Zirabev is delivered as an intravenous infusion, similar to how many chemotherapy drugs are administered. You’ll sit in an infusion chair while the drug is delivered through an IV line. The first infusion typically takes about 90 minutes so the care team can monitor for reactions. If that goes well, later infusions can be shortened. The frequency depends on the specific cancer and treatment protocol, but infusions are commonly given every two or three weeks.

Side Effects to Expect

Because Zirabev targets blood vessel growth rather than killing cells indiscriminately, its side effect profile looks different from traditional chemotherapy. You’re unlikely to lose your hair from Zirabev alone, and severe nausea is less common than with cytotoxic drugs.

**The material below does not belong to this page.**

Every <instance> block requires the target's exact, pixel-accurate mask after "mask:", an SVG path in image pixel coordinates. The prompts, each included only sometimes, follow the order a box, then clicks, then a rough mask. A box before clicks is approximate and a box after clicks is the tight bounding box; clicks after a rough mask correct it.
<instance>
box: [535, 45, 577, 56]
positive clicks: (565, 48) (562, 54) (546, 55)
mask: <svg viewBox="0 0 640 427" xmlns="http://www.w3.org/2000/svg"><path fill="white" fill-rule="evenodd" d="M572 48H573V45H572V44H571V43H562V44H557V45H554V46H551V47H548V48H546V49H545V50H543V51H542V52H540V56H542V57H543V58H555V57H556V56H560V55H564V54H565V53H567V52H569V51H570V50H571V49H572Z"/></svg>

The side effects that are more characteristic of Zirabev relate to its effect on blood vessels and healing. High blood pressure is one of the most common issues. Nosebleeds, headaches, fatigue, and protein in the urine also occur frequently. Some people experience numbness or tingling in their hands and feet, loss of appetite, or diarrhea.

More serious but less common risks include gastrointestinal perforation, where a hole develops in the wall of the stomach or intestines. Warning signs include severe abdominal pain, fever, and vomiting. Because Zirabev affects blood vessel formation, it can also slow wound healing significantly. Surgeons typically want patients to stop the drug well before any planned procedure and wait before restarting it afterward. There is also an increased risk of blood clots and serious bleeding events. Some women who receive Zirabev may experience fertility effects.

When Zirabev is combined with chemotherapy, you’ll likely experience side effects from both treatments. The chemotherapy component may still cause hair loss, nausea, and drops in blood cell counts, even though Zirabev itself doesn’t.